Lethbridge Herald

Villagers lose fight with Chevron

- THE CANADIAN PRESS – TORONTO

The Canadian subsidiary of U.S.based oil giant Chevron Corp. cannot be held liable for a US$9.5-billion award a court in Ecuador ordered against the parent company in favour of Ecuadorian villagers, Ontario’s top court ruled on Wednesday.

Even though the Court of Appeal expressed sympathy for the plight of the Indigenous villagers, it found that ordering Calgary-based Chevron Canada to pay them in what it called a “tragic case” would amount to twisting current laws out of all recognitio­n.

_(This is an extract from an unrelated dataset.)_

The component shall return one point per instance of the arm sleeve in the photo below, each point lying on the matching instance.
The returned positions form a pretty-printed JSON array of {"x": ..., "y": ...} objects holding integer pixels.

“There can be no denying that, through no fault of their own, the appellants have suffered lasting damages to their lands, their health, and their way of life,” the Appeal Court said in its ruling. “Their frustratio­n in obtaining justice is understand­able.”

At the same time, the Appeal Court said, Canadian courts must decide cases based on the laws and jurisprude­nce in place in Canada. What the villagers argued, the panel said, found no support in either legislatio­n or case law.

“What is really driving the appellants’ appearance in our courts is their inability to enforce their judgment in the United States,” Justice William Hourigan wrote for the court. “(But) the appellants are asking us to radically alter our law.”

The protracted legal struggle began in 1993 when 47 plaintiffs representi­ng about 30,000 villagers sued Texaco, later bought by Chevron, for polluting 1,500 square kilometres of rain forest in northern Ecuador that fouled streams, drinking water and garden plots, and caused lasting and ongoing serious health effects — a consequenc­e disputed by Chevron. The villagers ultimately won their US$9.5-billion judgment in Ecuador in 2013. But because Chevron no longer had assets in the South American country, the villagers turned to courts in other countries, including the U.S. and Canada.